Whether it’s actually 20% or not doesn’t matter, everyone is aware the signal of the top confs is in freefall.
There are also rings of reviewer fraud going on where groups of people in these niche areas all get assigned their own papers and recommend acceptance and in many cases the AC is part of this as well. Am not saying this is common but it is occurring.
It feels as if every layer of society is in maximum extraction mode and this is just a single example. No one is spending time to carefully and deeply review a paper because they care and they feel on principal that’s the right thing to do. People did used to do this.
The argument is that there is no incentive to carefully review a paper (I agree), however what used to occur is people would do the right thing without explicit incentives. This has totally disappeared.
The concept of the professional has been basically obliterated in our society. Instead we have people doing engineering, science, and doctoring as, just, jobs. Individual contributors of various flavors to be shuffled around by middle management.
Without professions, there are no more professional communities really, no more professional standards to uphold, no reason to get in the way of somebody’s publications.

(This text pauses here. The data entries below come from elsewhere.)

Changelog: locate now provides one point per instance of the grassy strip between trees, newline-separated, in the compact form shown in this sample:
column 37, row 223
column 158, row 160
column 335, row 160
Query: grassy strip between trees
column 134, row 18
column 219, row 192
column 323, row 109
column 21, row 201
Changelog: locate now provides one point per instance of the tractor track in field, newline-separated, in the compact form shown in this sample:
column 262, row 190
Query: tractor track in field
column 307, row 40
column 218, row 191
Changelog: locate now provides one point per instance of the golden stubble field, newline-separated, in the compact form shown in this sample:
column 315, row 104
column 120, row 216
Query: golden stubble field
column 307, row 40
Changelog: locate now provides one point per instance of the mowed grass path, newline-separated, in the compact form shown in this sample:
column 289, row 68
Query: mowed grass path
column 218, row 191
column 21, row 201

It is soundly unfair and unjustified to extrapolate the ML community to all professions. What is happening in the ML world is the exception, not the norm, and not some fundamental failing of society.
I don’t think it’s an extrapolation from the ML community into other industries.

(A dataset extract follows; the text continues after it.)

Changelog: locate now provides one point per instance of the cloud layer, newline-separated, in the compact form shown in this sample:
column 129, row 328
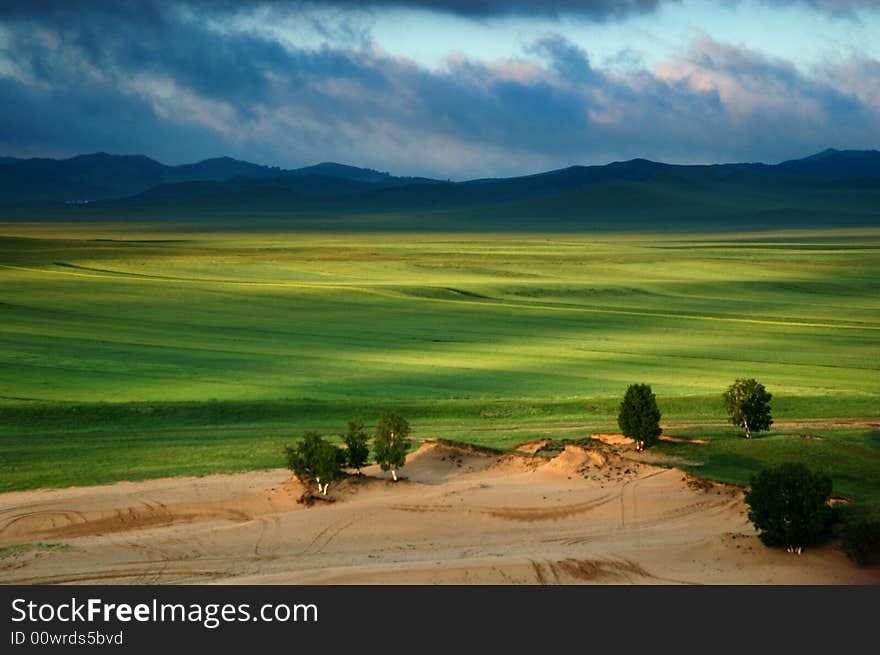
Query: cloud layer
column 183, row 82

This evolution of society is objectively happening - artisanship, care for the work beyond capital gain, and commitment to depth in a focused category - are diminishing and harder to find qualities. I’d probably label it related to capital and material social economics.
It’s perhaps more unfair and unjustified to not recognize this as a real societal issue and claim it only exists in the ML community.

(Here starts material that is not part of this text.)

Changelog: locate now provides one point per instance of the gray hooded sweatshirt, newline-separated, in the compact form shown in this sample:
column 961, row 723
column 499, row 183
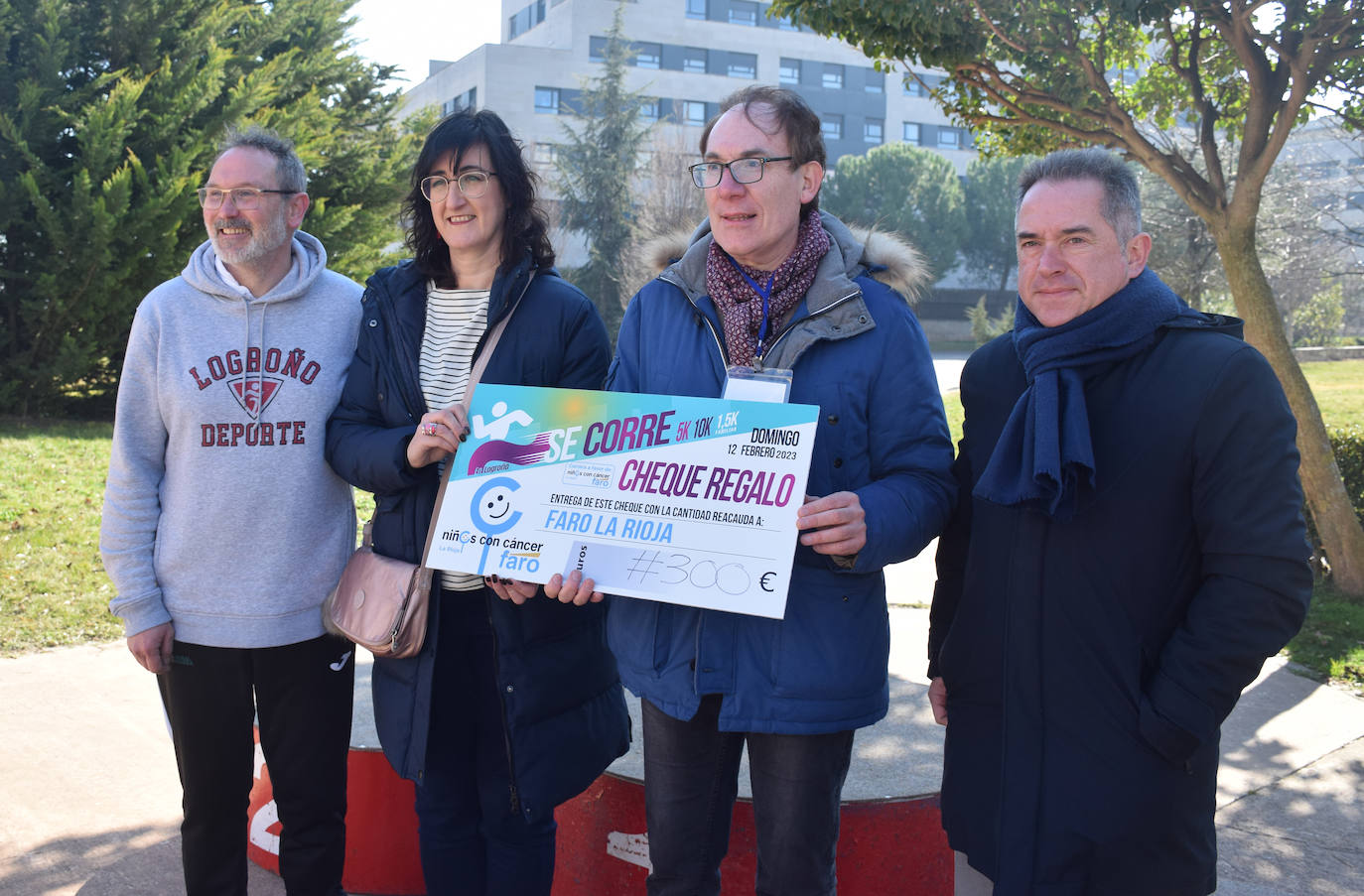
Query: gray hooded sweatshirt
column 219, row 513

It's a poor extrapolation. The issues with the ML community have more to do with the exponential growth of the "AI" industry, the resulting flow of capital, and the outsized role these conferences provide for establishing a researchers value to the industry. These conditions are fairly unique.
I would propose that the evolution you speak of is more related to our technology (and I am not just saying AI, far from it) and how it is now possible to perform the very minimum requirements of a task with little effort.
I don’t disagree that technology is allowing a new low bar for minimal allowable effort. This is true in a world where the same technology could enable one to deliver amazing things.
I’m speaking more generally and I think you describe the exact problem in your clarification which boils down to “people are chasing money and doing whatever it takes in ML, where the money currently is”. I was stopping at the fact that “people […] chasing money and doing whatever it takes” has become the general personal pursuit, quality/depth/care be damned.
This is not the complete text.